The objective of IARC is to promote international collaboration in cancer research. The Agency is interdisciplinary, bringing together skills in epidemiology, laboratory sciences, and biostatistics to identify the causes of cancer so that preventive measures may be adopted and the burden of disease and associated suffering reduced. A significant feature of the Agency is its expertise in coordinating research across countries and organizations; its independent role as an international organization facilitates this activity. IARC has a particular interest in conducting research in low- and middle-income countries through partnerships and collaborations with researchers in these regions.
Causes and prevention of cancer
Emphasis is placed on elucidating the role of environmental and lifestyle risk factors and studying their interplay with genetic background in population-based studies and appropriate experimental models. This emphasis reflects the understanding that most cancers are, directly or indirectly, linked to environmental factors and therefore are preventable. The IARC Monographs programme is a core element of the Agency’s portfolio of activities, with international expert working groups evaluating the evidence of the carcinogenicity of specific exposures. The Agency is also committed to studying approaches for the early detection of cancer and in evaluating prevention strategies.

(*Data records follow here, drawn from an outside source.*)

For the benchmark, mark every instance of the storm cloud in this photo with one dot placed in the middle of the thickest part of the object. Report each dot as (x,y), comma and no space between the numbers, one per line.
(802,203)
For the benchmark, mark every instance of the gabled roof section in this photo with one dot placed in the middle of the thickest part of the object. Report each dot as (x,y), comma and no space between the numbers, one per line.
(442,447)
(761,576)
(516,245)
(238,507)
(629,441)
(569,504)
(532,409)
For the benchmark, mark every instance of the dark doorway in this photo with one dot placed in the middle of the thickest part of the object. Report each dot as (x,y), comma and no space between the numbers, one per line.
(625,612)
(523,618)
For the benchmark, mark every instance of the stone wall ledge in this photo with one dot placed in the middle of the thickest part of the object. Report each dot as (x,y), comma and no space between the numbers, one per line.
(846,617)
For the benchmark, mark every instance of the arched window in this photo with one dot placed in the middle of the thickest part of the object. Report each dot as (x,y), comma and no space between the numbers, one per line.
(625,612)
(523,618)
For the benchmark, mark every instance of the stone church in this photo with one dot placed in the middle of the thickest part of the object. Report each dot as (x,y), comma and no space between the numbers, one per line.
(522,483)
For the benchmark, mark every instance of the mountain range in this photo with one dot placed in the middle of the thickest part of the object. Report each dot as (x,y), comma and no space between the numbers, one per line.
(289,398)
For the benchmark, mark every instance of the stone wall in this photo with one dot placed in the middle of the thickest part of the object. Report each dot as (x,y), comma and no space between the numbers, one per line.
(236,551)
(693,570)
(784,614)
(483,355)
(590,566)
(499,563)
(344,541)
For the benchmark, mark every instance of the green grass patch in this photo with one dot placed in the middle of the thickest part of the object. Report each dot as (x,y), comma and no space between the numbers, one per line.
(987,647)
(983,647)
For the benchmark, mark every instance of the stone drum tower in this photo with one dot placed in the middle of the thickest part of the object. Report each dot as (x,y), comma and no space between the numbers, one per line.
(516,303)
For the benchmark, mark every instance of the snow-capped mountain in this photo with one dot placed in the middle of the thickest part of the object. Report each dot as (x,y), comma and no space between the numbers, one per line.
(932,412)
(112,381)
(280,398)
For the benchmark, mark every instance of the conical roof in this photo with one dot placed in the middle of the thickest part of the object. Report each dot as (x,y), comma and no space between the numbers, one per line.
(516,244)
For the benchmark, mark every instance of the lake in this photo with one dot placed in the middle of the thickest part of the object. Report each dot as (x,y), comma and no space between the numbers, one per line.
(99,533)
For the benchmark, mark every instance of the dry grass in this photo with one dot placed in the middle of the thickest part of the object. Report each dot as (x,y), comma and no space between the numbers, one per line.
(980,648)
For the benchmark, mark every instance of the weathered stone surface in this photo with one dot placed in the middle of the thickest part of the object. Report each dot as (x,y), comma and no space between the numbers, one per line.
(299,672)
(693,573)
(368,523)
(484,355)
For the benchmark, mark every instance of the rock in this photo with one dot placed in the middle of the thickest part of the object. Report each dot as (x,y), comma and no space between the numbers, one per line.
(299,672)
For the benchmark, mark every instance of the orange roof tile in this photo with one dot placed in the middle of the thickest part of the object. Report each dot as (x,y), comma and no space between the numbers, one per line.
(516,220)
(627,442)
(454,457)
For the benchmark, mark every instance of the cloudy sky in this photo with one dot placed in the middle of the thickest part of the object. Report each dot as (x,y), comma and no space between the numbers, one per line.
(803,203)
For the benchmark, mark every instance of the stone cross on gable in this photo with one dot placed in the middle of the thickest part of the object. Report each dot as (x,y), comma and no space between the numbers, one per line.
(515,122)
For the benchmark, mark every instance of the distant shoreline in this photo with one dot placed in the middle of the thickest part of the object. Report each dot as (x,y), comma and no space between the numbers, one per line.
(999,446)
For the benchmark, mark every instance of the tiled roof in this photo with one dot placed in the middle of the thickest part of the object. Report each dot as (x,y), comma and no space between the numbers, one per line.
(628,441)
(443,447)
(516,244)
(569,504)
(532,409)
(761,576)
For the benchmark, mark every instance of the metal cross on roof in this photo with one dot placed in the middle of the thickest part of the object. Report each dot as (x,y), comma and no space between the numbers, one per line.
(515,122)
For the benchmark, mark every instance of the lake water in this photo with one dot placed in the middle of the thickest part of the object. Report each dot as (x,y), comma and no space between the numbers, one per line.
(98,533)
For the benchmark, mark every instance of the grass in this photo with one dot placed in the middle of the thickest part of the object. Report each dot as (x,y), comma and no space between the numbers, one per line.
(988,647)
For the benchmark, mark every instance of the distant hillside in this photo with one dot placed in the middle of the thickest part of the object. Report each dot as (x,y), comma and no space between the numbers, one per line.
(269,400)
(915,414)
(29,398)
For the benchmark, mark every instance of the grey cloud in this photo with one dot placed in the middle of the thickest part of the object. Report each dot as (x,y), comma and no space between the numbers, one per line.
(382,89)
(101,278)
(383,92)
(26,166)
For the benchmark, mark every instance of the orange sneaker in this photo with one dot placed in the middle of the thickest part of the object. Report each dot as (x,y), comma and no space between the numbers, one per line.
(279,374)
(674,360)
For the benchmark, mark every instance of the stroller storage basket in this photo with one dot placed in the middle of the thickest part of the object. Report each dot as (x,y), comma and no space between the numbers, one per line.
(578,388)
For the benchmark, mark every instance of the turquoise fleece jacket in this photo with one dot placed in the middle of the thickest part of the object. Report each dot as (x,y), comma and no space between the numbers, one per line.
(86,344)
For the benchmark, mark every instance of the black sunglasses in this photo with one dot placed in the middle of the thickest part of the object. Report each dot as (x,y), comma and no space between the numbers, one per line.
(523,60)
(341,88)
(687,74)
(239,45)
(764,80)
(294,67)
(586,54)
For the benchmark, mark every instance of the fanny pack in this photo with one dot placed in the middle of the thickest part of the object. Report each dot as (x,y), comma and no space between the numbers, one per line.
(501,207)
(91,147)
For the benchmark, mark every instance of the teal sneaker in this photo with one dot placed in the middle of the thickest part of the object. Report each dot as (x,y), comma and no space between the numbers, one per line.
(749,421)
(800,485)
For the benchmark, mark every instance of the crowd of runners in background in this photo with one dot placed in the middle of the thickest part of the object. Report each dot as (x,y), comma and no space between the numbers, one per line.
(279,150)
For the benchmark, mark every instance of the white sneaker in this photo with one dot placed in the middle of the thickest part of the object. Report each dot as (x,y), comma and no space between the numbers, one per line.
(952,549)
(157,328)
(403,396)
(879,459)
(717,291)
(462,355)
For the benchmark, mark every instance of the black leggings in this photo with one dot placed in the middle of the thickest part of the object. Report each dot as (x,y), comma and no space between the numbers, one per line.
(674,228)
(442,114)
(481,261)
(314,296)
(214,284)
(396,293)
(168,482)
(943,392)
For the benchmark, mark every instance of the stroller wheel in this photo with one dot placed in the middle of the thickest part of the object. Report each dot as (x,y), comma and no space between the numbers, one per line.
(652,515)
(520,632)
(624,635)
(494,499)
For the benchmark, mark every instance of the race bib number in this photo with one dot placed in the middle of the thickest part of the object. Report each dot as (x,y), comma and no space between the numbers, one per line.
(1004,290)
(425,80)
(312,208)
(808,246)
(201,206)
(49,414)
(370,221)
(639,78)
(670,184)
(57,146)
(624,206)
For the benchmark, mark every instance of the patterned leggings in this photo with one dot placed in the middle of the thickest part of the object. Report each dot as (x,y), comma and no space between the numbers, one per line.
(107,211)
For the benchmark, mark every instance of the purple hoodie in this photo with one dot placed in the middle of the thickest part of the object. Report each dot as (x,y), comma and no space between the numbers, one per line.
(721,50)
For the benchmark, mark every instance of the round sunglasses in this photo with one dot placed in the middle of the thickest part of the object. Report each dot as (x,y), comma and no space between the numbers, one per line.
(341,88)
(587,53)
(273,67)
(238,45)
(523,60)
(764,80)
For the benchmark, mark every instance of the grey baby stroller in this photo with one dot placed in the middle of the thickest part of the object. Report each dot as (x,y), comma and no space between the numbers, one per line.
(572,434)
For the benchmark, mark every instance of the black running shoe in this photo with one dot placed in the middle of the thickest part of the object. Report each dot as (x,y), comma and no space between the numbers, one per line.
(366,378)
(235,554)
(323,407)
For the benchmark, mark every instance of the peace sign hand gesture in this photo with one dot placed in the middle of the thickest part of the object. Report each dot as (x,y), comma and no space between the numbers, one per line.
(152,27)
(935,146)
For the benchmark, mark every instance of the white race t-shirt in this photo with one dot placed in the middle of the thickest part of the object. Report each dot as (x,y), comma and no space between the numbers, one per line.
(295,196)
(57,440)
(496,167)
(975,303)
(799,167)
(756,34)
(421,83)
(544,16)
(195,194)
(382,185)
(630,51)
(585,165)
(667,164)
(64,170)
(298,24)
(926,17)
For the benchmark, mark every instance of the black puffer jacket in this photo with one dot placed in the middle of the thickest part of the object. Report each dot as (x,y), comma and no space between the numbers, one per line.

A global reference for cancer information
IARC has an important role in describing the burden of cancer worldwide, through cooperation with and assistance to cancer registries and in monitoring geographical variations and trends over time. Key publications include the Cancer Incidence in Five Continents series and GLOBOCAN.
The classification of human tumours as reported in the WHO Classification of Tumours series (also known as the “WHO Blue Books”) is an additional resource of value to cancer researchers and clinicians worldwide. In all cases the Agency strives to make its findings available to the widest possible audience.
Global cancer biobank
One of the products of IARC’s coordinating role is an increasingly important biobank, which currently has about 6 million biological samples from about 600 000 individuals. This resource enables the application of innovative laboratory-based methodologies to study the causes, early detection, and prevention of cancer through collaborative studies with many international partners.
A core part of the Agency’s mission is capacity-building of cancer researchers worldwide. This is achieved through fellowships, courses, and publications. Priority is given to training researchers from low- and middle-income countries in the areas of cancer epidemiology, cancer registration, and implementing cancer prevention and early detection.
Producing evidence-based science for global cancer control policies
The close working relationship between IARC and its parent organization, WHO, enables the Agency’s research findings to be translated effectively into timely policies for cancer control. This is evident, for example, in cooperation in terms of reduction in tobacco use, implementation of vaccination against viruses associated with cancer causation, or in assessing the effectiveness of intervention strategies. IARC is not involved directly in implementation of control measures, nor does it conduct research on treatment or care of patients with cancer.